There is a debate as to whether it started in the late 80s or early 90s but during this time home builders decided it was easier to offer a free washer and dryer than wallpaper. To be fair, the whole process of having the new buyers pick out wallpaper and coordinating it to be installed added another time-consuming step to an already time-consuming home buying process. Ponying up for a new Maytag got rid of this headache fast.
But its effects were devastating to the wallpaper industry. Most millennials and Z grew up without as much as seeing a strip of wallpaper inside their homes.
With every passing year it drifted out more of the country’s subconscious until finally many people didn’t even know it existed.
And so, during approximately 20 years installers left the trade and no new members entered the trade. The craftsmanship, skill and knowledge that it takes to install wallpaper was lost.
Fast forward to 2011 and wallpaper was barely alive, on life support. Thank goodness for the Northeast. That was the only area that never fully abandoned wallpaper due to its abundance of colonial homes that never look quite right with just paint.
What Saved Wallpaper
We don’t really know what brought it back. Was it HGTV? A&E? Joanna Gaines? Or the circle of life? Regardless, wallpaper came roaring back and now everything is talking about doing a small area somewhere in their house.
It will never be as popular as it used to be. Gone are the days when every home had wallpaper in almost every room of the house. That’s over. Now it’s more of a niche item that’s used in a few areas on an accent wall. Consider it a fun new thing, that’s not really new, but new to most people now that they do to add some thrill and excitement in their lives, like skydiving.
Unfortunately, everyone wants wallpaper but there are no installers anymore. How ironic. When nobody wanted wallpaper there were plenty of installers sitting by the phone; when everyone wants wallpaper again there are barely any left!
There are literally less than five installers for many major metropolitan areas with millions of people in them. And some of them have less than that.
Life is great if you’re a wallpaper installer right now. It’s like investing in a stock that does nothing for a decade and then shots up 300% in one day. Most paperhangers have their calendars full with customers begging to fit into an already overbooked schedule. To say there is not enough demand to meet the supply is an understatement.

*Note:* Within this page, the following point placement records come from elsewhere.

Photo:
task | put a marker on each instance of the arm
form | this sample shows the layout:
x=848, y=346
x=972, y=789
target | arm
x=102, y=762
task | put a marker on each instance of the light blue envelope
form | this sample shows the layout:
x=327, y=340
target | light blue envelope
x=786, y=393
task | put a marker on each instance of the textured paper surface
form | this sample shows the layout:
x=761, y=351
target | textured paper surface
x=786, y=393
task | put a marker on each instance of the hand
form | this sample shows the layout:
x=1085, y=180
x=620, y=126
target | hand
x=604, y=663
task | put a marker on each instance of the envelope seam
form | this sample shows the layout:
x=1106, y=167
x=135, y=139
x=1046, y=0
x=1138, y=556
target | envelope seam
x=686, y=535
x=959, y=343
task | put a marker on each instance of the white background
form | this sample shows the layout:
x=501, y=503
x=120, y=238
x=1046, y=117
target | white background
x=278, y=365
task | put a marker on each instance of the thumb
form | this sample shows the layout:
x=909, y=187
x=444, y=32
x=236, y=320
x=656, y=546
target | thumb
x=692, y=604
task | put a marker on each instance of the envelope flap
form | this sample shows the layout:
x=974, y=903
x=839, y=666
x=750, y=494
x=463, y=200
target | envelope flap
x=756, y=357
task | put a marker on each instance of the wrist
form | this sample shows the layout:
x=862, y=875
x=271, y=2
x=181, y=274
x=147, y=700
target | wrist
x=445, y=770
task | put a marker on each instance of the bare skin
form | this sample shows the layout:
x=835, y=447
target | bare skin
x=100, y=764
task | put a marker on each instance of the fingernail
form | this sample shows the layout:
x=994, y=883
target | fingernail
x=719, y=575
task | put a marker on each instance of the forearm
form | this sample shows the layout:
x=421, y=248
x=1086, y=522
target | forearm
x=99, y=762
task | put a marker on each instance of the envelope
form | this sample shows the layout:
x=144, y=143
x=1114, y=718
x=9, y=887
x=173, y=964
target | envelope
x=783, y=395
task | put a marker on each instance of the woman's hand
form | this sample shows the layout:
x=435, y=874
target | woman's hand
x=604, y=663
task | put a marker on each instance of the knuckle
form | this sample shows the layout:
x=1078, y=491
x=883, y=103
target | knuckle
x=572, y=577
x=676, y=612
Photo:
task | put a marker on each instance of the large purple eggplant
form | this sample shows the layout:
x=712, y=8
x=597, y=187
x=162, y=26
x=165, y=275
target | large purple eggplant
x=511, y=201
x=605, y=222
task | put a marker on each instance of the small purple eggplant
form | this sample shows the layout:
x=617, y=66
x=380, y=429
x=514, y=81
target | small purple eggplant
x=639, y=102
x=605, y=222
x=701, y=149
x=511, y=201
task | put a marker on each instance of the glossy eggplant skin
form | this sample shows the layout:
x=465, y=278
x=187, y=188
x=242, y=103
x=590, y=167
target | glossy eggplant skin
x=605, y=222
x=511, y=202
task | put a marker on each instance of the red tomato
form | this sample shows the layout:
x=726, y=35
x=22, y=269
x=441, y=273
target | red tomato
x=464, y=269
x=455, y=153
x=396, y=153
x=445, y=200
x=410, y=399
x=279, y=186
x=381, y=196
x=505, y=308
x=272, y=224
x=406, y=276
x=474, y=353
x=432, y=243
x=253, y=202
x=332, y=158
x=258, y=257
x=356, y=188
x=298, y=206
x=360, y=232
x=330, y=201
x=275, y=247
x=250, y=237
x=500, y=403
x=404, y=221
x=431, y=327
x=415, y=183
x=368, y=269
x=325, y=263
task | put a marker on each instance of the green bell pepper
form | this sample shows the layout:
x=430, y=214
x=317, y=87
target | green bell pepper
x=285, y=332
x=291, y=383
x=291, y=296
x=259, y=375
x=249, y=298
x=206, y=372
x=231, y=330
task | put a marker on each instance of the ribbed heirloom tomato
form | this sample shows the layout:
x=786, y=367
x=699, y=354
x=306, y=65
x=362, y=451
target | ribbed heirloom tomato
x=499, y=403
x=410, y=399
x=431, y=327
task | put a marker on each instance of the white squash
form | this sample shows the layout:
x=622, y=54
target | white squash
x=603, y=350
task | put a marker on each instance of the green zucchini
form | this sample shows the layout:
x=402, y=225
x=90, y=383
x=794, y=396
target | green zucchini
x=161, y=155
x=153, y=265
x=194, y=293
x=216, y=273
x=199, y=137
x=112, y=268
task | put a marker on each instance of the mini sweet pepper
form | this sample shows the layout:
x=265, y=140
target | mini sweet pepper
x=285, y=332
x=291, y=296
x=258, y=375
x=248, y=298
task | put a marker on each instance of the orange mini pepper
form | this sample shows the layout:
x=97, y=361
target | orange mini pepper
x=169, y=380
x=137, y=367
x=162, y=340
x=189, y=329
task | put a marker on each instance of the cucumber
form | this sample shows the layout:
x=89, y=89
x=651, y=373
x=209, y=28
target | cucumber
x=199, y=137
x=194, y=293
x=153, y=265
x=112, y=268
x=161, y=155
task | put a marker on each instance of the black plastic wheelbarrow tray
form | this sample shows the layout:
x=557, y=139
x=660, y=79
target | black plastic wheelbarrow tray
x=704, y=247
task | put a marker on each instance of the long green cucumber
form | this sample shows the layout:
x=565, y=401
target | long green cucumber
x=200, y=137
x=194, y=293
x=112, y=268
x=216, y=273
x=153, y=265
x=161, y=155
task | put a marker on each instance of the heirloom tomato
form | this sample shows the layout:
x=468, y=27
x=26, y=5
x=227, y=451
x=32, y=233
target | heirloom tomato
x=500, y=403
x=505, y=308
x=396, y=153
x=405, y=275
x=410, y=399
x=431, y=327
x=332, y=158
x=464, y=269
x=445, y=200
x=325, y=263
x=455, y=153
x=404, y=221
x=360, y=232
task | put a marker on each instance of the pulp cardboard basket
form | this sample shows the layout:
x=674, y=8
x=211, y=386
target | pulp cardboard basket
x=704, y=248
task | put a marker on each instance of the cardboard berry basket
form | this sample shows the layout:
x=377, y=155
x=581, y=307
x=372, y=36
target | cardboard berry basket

There are no deals. No discounts. No negotiations. Any installer can name any price he wants and the only reason why some haven’t raised their prices is because they don’t realize what very advantageous position they are actually in at the moment.
How To Become a Paperhanger?
First, there is a course that was just made by the Wallcovering Installers Association. It is split up into 10 modules that are $125 each. Very cheap, if you know what traditional school costs.
But there is a better way.
I would suggest you find a paperhanger and work for them. Trust me, they are all hiring! Every paperhanger is backed up and could use a hand. You might not be able to hang wallpaper yet but you can do all the other things they need. Again, every paperhanger in the United States needs help and complains that nobody wants to work. They would be happy if someone called them, eager to work, even if they have no experience.
The fact that you want to work will excite any wallpaper installer and if you are dependable and on time you will be the answer to their prayers. Many of them that are left are getting up there in age (50s is young with paperhangers) and having someone who can just carry tools, drive, or hold something is of immense help. Once you learn the basics, they probably will start sending you on some easy jobs to do alone while they take the harder projects that include grasscloth or specialty woods.